Ganz dem Wunsch des Kaisers entsprechend, der bereits 1866 den Prater als Ort der Weltausstellung 1870 vorgesehen hatte, wurde 1869 das ehemalige kaiserliche Jagdrevier zum Ausstellungsgelände bestimmt. Kritiker sahen große Nachteile in der Entfernung des Parks vom Stadtzentrum und in der Überschwemmungsgefahr durch die Donau. Doch im Zuge der Stadterneuerung Wiens war das Gebiet des Prater mit in die Baumaßnahmen einbezogen worden. Die technischen Voraussetzungen für die Abhaltung der Weltausstellung in Wien waren erst seit wenigen Jahren gegeben. Zwischen 1868 bis 1873 war die Länge der österreichischen Eisenbahnlinien um mehr als das Doppelte angewachsen. Die sechs in Wien aus allen Himmelsrichtungen einmündenden Bahnstrecken schufen die Grundlage für ungehinderten Fremdenzustrom und Warentransport. Die Anzahl der Pferdetrambahnen für den innerstädtischen Personenverkehr wurde ebenfalls beträchtlich vermehrt. Für die Donau wurde ein neues Flussbett gegraben, um die jahrhundertealte Überschwemmungsgefahr der Stadt und des Praters zu bannen.
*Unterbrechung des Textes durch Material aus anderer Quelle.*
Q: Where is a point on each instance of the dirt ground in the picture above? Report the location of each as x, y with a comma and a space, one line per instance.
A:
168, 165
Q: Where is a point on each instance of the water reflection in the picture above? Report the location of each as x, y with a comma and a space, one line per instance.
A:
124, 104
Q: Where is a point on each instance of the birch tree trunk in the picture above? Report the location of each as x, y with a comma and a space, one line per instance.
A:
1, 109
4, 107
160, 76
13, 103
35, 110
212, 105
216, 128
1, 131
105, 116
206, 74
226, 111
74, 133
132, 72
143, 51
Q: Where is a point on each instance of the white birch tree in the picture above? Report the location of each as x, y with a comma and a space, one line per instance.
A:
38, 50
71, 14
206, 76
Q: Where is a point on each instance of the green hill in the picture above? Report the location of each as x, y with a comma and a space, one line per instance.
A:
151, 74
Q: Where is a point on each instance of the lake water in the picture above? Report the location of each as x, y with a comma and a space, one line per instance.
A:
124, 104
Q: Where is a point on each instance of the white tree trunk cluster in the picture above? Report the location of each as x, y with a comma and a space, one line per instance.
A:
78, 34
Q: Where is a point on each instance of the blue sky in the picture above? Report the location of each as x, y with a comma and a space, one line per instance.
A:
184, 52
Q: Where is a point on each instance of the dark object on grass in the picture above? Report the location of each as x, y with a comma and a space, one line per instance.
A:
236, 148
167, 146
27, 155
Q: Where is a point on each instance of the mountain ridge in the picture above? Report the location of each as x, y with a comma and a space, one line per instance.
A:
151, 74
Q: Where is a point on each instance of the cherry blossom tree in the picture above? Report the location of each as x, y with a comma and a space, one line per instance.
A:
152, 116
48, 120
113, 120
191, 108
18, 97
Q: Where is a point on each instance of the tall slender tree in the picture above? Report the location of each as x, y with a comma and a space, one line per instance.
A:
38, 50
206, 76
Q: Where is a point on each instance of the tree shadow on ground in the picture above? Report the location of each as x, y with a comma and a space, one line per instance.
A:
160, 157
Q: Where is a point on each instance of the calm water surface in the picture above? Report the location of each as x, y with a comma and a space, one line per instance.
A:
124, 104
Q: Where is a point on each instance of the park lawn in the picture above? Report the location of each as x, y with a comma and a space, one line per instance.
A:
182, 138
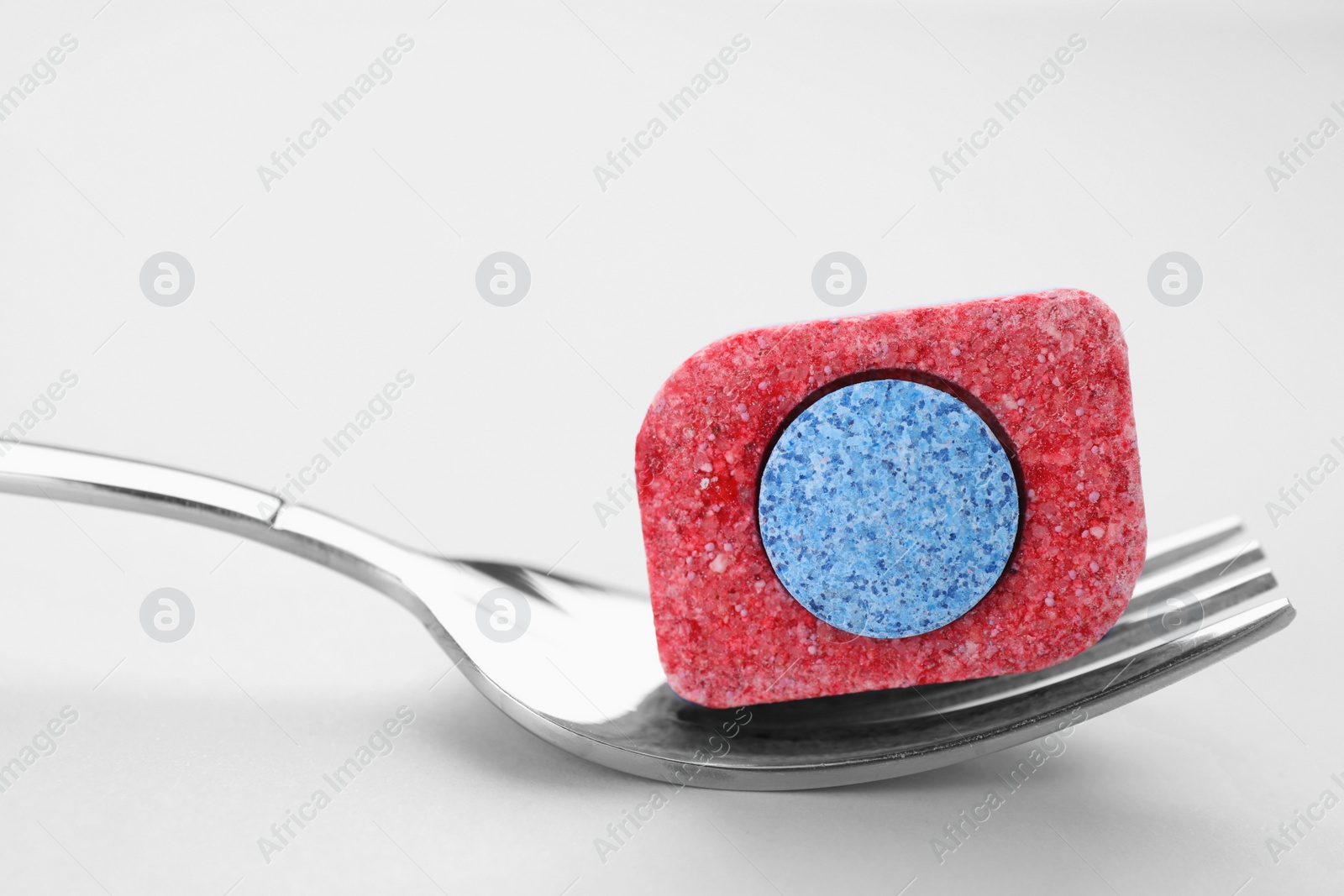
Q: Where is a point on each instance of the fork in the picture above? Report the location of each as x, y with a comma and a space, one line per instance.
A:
584, 674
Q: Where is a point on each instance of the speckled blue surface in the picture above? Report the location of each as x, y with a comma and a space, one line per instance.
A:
889, 508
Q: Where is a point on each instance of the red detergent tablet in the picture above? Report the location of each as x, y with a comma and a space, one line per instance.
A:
891, 500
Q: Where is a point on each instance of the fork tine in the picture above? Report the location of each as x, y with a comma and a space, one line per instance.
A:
1173, 548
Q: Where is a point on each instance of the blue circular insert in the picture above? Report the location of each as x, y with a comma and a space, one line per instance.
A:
889, 508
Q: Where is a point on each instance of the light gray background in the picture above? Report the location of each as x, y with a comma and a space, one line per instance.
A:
312, 296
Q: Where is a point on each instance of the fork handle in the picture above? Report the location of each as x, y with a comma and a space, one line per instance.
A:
55, 473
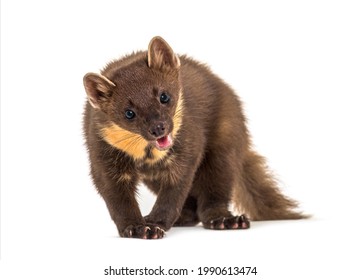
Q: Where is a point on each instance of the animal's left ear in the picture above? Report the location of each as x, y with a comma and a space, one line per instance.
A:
161, 55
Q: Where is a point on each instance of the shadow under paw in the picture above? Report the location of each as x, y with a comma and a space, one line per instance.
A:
232, 222
148, 231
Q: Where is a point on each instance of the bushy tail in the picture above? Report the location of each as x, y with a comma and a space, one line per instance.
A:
258, 196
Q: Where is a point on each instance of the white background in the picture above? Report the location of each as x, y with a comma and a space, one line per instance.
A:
296, 66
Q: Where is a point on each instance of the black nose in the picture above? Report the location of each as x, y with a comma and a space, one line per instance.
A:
157, 129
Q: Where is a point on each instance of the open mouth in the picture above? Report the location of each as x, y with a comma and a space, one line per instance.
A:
164, 142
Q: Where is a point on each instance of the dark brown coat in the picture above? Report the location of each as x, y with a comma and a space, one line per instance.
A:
168, 121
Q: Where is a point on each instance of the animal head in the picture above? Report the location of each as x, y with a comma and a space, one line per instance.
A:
140, 98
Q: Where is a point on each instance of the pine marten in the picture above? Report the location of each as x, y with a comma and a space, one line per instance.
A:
169, 122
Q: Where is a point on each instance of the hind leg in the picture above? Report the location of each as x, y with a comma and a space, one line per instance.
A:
188, 215
214, 182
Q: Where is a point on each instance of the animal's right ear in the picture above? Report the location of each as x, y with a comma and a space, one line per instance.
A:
98, 89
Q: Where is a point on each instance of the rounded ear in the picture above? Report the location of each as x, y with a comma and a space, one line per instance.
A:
98, 89
161, 55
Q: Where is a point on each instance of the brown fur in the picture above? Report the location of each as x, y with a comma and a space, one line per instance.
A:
193, 150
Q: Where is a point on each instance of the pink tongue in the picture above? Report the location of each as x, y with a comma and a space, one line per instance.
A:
164, 142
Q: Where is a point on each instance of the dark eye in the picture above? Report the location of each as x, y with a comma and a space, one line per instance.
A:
164, 98
129, 114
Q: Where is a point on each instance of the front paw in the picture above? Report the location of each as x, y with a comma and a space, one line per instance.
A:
232, 222
148, 231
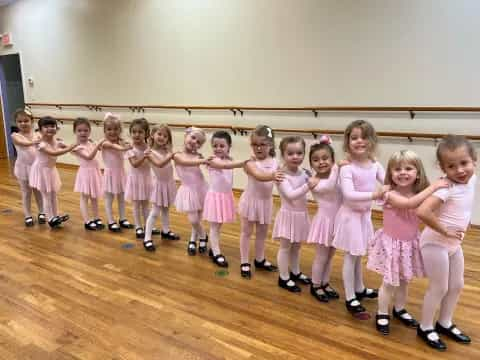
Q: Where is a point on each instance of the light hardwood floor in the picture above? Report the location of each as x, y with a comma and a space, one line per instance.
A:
73, 294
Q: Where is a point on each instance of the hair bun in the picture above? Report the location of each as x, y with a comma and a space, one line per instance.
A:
325, 139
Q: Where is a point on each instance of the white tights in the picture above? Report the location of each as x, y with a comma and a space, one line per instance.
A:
152, 217
288, 254
84, 208
322, 265
352, 275
50, 204
109, 203
140, 208
260, 237
194, 218
385, 294
26, 191
445, 275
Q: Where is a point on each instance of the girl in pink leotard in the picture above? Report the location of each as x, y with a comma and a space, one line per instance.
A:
25, 142
191, 193
255, 207
394, 251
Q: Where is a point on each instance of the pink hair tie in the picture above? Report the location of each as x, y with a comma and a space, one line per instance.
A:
325, 139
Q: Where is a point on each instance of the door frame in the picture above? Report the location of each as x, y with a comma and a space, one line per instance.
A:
6, 128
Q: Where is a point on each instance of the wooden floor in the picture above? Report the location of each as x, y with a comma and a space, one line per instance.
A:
72, 294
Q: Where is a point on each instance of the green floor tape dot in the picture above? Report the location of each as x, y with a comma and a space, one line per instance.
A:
221, 273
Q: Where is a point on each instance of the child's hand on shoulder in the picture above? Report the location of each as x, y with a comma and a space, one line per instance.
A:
278, 176
441, 183
313, 182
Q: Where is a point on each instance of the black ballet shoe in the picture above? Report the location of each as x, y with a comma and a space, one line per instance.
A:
55, 222
114, 227
367, 293
139, 233
383, 329
29, 221
354, 309
42, 218
91, 225
247, 274
407, 322
192, 248
220, 260
285, 285
99, 223
202, 245
319, 293
457, 335
170, 235
124, 223
436, 344
265, 265
301, 277
156, 231
149, 246
331, 293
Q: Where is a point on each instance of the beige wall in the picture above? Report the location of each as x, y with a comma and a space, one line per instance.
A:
265, 52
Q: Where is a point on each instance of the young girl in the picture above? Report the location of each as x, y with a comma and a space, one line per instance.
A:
219, 205
292, 222
43, 173
114, 173
88, 181
446, 215
25, 141
139, 180
353, 225
394, 252
191, 193
255, 206
164, 190
327, 193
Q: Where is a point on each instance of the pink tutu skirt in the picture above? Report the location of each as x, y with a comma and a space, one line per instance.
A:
89, 182
190, 199
352, 231
22, 171
397, 260
114, 180
321, 230
255, 210
219, 207
292, 225
44, 179
163, 193
138, 187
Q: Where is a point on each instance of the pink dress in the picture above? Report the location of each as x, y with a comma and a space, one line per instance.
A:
191, 193
292, 221
25, 158
256, 202
455, 214
219, 206
353, 224
394, 251
139, 179
163, 187
328, 195
43, 172
114, 171
89, 178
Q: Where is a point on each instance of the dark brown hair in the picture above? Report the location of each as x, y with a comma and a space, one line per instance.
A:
290, 140
80, 121
453, 142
Die Donauregulierung, die selbst als Exponat der Weltausstellung angemeldet wurde, ermöglichte im nördlichen Teil des Praters die Errichtung des Nordbahnhofs, von dem während des Ausstellungsaufbaus Schienenstränge selbst bis in die einzelnen Ausstellungsbauten führten. Die aus der Donauregulierung ebenfalls resultierende Absenkung des Grundwasserspiegels war eine Voraussetzung für die Verbesserung der Trinkwasserversorgung Wiens, mit der man, zusammen mit dem Bau von neuen Spitälern, die immer wieder drohende Gefahr von Epidemien wie der Cholera zu bannen suchte. Der Wurstelprater im westlichen Teil des Pratergeländes wurde im Zuge der Weltausstellung renoviert und "kultiviert". Die locker gewachsene Struktur des seit Beginn des 18. Jahrhunderts beliebten Vergnügungsparks fiel bürgerlichem Ordnungssinn zum Opfer. Unter der Leitung des Architekten Lothar Abel wurden ab 1871 Schaustellerbuden abgerissen, Straßen begradigt und verbreitert, Obdachlose vertrieben und regelmäßige Häuserzeilen nach Plan angelegt. Der Wurstelprater - nun Volksprater genannt - hatte damit für viele seinen volkstümlichen Reiz verloren, während die Befürworter mit längst überfälliger "Veredelung in den Volksvergnügungen" argumentierten. Ignorant propagierte man "eine wohlthätige Änderung in der früher ziemlich verirrten Geschmacksrichtung des Wiener Publikums" - ein charakteristisches Beispiel für die rigiden Eingriffe und kompromisslose Umgestaltung eines städtischen Organismus mit sozialpolitischen Konsequenzen.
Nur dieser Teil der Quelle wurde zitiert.